I have no credit for this, I just formatted it for you and copied it from another source, and I hope it help you

[source: ECE 1754, Survey of Loop Transformation Techniques, Eric LaForest, March 19, 2010]

It is all about the distance between a two executive iterations, in the first the distance is 1 between one outer loop and inner loop, so there is a dependency between them.

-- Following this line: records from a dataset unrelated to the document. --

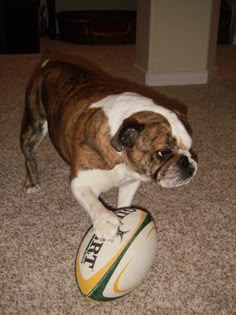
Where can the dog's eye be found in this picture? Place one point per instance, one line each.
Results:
(163, 154)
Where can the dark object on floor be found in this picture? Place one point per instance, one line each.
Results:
(19, 26)
(97, 27)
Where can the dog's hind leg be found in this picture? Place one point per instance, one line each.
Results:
(33, 129)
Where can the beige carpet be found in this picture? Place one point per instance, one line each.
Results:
(194, 269)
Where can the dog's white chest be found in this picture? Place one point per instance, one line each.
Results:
(103, 180)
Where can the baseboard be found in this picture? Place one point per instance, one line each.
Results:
(171, 78)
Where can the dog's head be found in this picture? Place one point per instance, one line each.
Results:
(156, 147)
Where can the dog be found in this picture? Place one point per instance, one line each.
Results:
(110, 134)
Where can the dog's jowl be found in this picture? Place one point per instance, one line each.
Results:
(110, 133)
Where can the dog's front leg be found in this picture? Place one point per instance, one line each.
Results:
(126, 194)
(105, 223)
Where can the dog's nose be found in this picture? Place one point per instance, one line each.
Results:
(183, 161)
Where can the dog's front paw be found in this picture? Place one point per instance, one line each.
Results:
(106, 226)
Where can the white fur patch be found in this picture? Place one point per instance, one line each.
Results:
(121, 106)
(103, 180)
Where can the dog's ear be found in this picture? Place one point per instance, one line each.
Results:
(126, 135)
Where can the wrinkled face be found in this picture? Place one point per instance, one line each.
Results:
(150, 148)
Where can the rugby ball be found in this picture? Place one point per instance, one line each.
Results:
(108, 270)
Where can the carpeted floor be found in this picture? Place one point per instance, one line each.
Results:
(194, 270)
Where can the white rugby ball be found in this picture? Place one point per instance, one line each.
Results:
(107, 270)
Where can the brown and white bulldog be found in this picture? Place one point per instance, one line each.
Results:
(110, 135)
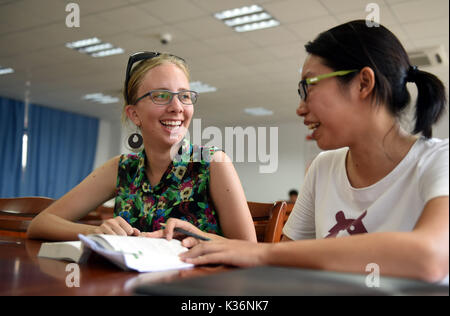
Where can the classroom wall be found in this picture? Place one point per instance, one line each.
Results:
(294, 153)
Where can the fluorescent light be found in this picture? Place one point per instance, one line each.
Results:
(83, 43)
(201, 87)
(100, 98)
(256, 26)
(227, 14)
(258, 111)
(248, 19)
(4, 71)
(24, 150)
(95, 48)
(108, 52)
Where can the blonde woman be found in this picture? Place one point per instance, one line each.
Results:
(168, 178)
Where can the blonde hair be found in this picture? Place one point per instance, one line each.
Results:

Loop skewing does exactly what it says: it skews the execution of an inner loop relative to an outer one. This is useful if the inner loop has a dependence on the outer loop which prevents it from running in parallel. For example, the following code has a dependency vector of {(1, 0),(0, 1)} .Neither loop can be parallelized since they each carry a dependency. Simply interchanging the loops would merely interchange the indices holding the dependencies, accomplishing nothing.

do i = 2, n-1
do j = 2, m-1
a[i,j] =
      (a[i-1,j] + a[i,j-1] + a[i+1,j] + a[i,j+1]) / 4
end do
end do

Loop skewing is implemented by adding the index of the outer loop, times some skewing factor f, to the bounds of the inner loop and subtracting the same value from all the uses of the inner loop index. The subtraction keeps the indices within the new loop bounds, preserving the correctness of the program. The effect on the inner loop iterations is to shift their position in the array forwards by f relative to the current outer loop, increasing the dependency distance to the outer loop in the same manner. In other words, given a dependency vector (a, b), skewing transforms it to (a, f a + b). Since this transformation preserves the lexicographic order of the dependencies, it is always legal. Applying a skew factor of one to the above inner loop yields the following code:

do i = 2, n-1
do j = 2+i, m-1+i
a[i,j-i] =
(a[i-1,j-i] + a[i,j-1-i] + a[i+1,j-i] + a[i,j+1-i]) / 4
end do
end do

This new code executes in the same manner, but with dependencies of {(1, 1),(0, 1)}. Both loops still carry a dependency. However, interchanging the loops at this point yields a dependence vector {(1, 0),(1, 1)}, as shown in the following code:

do j = 4, m+n-2
do i = max(2, j-m+1), min(n-1, j-2)
a[i,j-i] =
(a[i-1,j-i] + a[i,j-1-i] + a[i+1,j-i] + a[i,j+1-i]) / 4
end do
end do

The inner loop can now be parallelized since it has now no loop-carried dependency on j, and the dependency to i is carried by the outer loop.Note that interchanging skewed loop bounds is no longer straightforward: each loop must take into account the upper and lower bounds of the other loop.